The only new system that was unequivocally advantageous for all women was child benefit, originally called family allowance and pioneered by Eleanor Rathbone in the 1920s. Eventually this gave all women with children an unconditional sum, which was in their control, did not involve pleasing men (either partners or officials) and did not affect their eligibility for other benefits.
These advantages of child benefit are still unique; in the whole benefits system, it is the only one that unequivocally increases women’s autonomy. If child benefit was doubled, far more women would be able to choose the hours they worked, to leave abusive relationships and to avoid participation in meaningless government ‘training’ programmes. Better still, if all women received their whole benefits entitlement, or their income tax allowance, as a weekly cash payment like child benefit, then the demands of women’s movements would have been significantly advanced.
But best of all would be if men too were paid their benefits entitlements and income tax allowances in this form. It would mean that they were no longer required to seek full-time employment, and would be free to negotiate a shared responsibility for child care and domestic work, to participate in community work (which has always been done mainly by women) – and to refuse unpaid roles in Poundland under the Work Programme.
A citizen’s income
Such an idea sounds unfeasible, but this is exactly how it already is in Alaska and in Iran, in parts of Namibia and Brazil, and will soon be in Mongolia. It is called a ‘citizen’s income’ or ‘basic income’, people like Tom Paine and Bertrand Russell have been advocating it since the 1790s, and perhaps its time has come.
The current crisis has brought about a questioning of the viability of the tax-benefits system that goes well beyond ‘affordability’. The universal credit reform is not primarily an austerity measure, but a half-baked attempt to address the perennial issues of disincentives to work, saving and domestic stability that were built into the 1601 law and have resurfaced in every recession and fiscal crisis ever since.
But as an opportunity the crisis goes deeper than this.
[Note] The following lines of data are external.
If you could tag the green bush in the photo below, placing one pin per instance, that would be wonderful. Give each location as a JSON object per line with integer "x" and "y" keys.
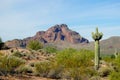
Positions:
{"x": 8, "y": 63}
{"x": 24, "y": 69}
{"x": 50, "y": 49}
{"x": 104, "y": 72}
{"x": 42, "y": 68}
{"x": 34, "y": 45}
{"x": 114, "y": 76}
{"x": 75, "y": 64}
{"x": 71, "y": 58}
{"x": 17, "y": 54}
{"x": 1, "y": 44}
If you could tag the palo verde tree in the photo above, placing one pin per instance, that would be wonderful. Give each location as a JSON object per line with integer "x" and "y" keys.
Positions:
{"x": 97, "y": 36}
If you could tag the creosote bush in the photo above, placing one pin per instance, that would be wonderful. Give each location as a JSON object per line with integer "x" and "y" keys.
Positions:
{"x": 42, "y": 68}
{"x": 8, "y": 64}
{"x": 34, "y": 45}
{"x": 50, "y": 49}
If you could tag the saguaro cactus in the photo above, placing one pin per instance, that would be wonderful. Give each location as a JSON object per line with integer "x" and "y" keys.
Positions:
{"x": 97, "y": 36}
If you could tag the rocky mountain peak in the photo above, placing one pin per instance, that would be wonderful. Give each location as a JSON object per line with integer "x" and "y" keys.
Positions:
{"x": 55, "y": 34}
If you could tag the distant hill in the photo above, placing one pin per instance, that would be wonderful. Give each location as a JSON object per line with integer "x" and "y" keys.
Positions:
{"x": 55, "y": 35}
{"x": 62, "y": 37}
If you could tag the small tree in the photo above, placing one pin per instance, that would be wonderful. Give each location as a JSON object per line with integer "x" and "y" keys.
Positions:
{"x": 34, "y": 45}
{"x": 97, "y": 36}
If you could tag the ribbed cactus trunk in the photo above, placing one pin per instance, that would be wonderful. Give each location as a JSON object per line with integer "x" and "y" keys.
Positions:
{"x": 97, "y": 54}
{"x": 97, "y": 36}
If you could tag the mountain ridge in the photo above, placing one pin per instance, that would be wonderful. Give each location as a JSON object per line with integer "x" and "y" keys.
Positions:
{"x": 55, "y": 34}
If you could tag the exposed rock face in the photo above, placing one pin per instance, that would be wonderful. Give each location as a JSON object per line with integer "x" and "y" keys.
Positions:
{"x": 55, "y": 34}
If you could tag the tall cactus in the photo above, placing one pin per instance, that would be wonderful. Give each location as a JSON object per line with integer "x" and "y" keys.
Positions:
{"x": 97, "y": 36}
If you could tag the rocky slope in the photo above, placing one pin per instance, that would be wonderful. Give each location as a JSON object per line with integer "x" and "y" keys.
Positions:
{"x": 55, "y": 34}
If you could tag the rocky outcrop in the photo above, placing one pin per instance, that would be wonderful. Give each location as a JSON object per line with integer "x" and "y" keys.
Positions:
{"x": 55, "y": 34}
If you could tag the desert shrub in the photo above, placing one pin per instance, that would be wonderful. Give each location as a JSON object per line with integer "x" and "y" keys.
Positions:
{"x": 8, "y": 63}
{"x": 1, "y": 44}
{"x": 17, "y": 54}
{"x": 72, "y": 58}
{"x": 24, "y": 69}
{"x": 75, "y": 64}
{"x": 42, "y": 68}
{"x": 114, "y": 76}
{"x": 108, "y": 58}
{"x": 50, "y": 49}
{"x": 104, "y": 72}
{"x": 34, "y": 45}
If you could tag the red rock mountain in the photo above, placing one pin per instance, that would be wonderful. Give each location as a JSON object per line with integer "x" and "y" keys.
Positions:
{"x": 55, "y": 34}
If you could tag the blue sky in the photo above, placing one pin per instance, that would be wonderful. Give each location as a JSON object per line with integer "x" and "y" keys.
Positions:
{"x": 23, "y": 18}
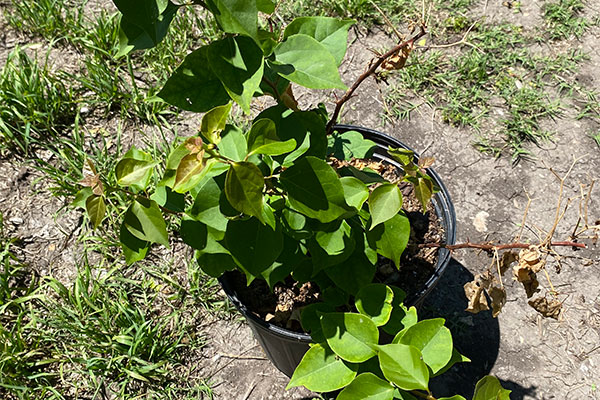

Since the share of GNP going to capital has risen to around 50 per cent, and median earnings have failed to rise for decades, it is time to recognise that the future of income security cannot lie in the old Labourist principle. The idea of ‘full employment’ no longer makes sense when so many work part-time or are self-employed. We need the security of a citizen’s income to facilitate creativity and flexibility, not policies that try to put us back in that box.
Women never did get such a good deal from Labourism. This may be a once-in-a-lifetime opportunity for women to campaign for a citizen’s income, and for feminists to make alliances with other movements for its implementation. There were campaigns in the Great Depression of the 1930s, and many intellectuals then favoured it over Beveridge’s social insurance scheme. That has had a 70-year trial and, like every other reform of the tax-benefit system since 1601, it has failed to meet the challenges of economic and social development. It is time to try something new.